Roger Federer has become the second high-profile player to pull out of the Madrid Open, as he looks to be at his wife's side as they expect their third child.
Federer follows world no.2 Novak Djokovic out of the Masters 1000 event, the Serbian star's trip was cut short by a recurrence of a troublesome arm injury.
The record Grand Slam winner already has twin girls and now his wife, Mirka Federer, is nearing the birth of a third child.
With the due date unknown, it could be quite some time that the 32-year-old misses, he had previously said that his growing family takes priority over any tennis tournaments.
There are now doubts that the record Grand Slam winner will feature at the French Open, which begins later this month, after he revealed on Facebook to his 14 million fans that he is set for a break.

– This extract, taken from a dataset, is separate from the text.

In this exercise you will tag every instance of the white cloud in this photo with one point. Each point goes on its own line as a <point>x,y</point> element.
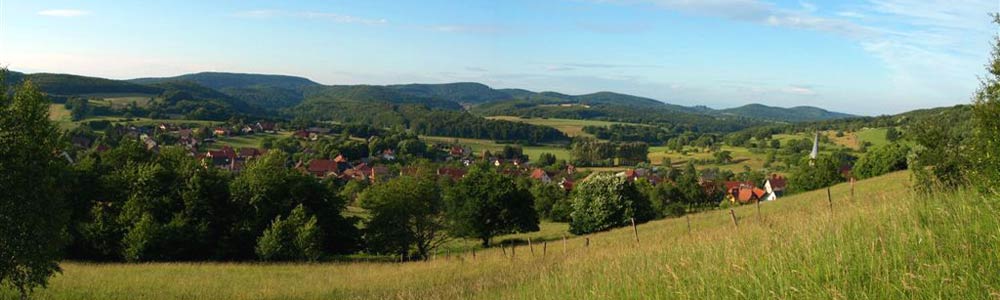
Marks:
<point>470,28</point>
<point>334,17</point>
<point>63,13</point>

"I’ve decided to withdraw from Madrid to be with my wife Mirka during these next few exciting weeks for our family," he said on his official page.
"I apologize to my fans and hope to be back in Madrid next year. I’ll be training near my home, and am excited to rejoin the Tour soon!"
Madrid was set to be Federer's first action since defeat in the final of the Monte Carlo Masters a few weeks ago against compatriot Stanislas Wawrinka.
Previously the world no.4 was expected to be one of the favourites to land the Madrid crown for a fourth time.
Frenchman Giles Simon was supposed to be his first opponent in round-two after the top seeds received byes passed the first stage.
The Swiss star's impending fatherhood will serve a massive ace to the likes of world no.1 Rafael Nadal and the returning Andy Murray as Roland Garros looms larger on the horizon.
At 32, Federer's hopes of winning a second title in Paris are running out. The 17-time major winner had to take advantage of Nadal's only ever loss on the French dirt in 2009 to complete his career slam.
Nadal has been in wretched form recently on his favoured clay surface, with defeats to compatriots David Ferrer and Nicolas Almagro in successive quarter-finals, therefore the absence of two of tennis' traditional 'big four' will make things easier for the 27-year-old to win a fourth title in his homeland.
Meanwhile, Murray returns to the court for the first time since a Davis Cup defeat against Italy ended Great Britain's hopes of reaching the semi-finals.
The British no.1 is without a coach and clay is his worst surface, however he did win this tournament back in 2008.
The top seeds are due to kick their campaigns off tomorrow in Spain's capital.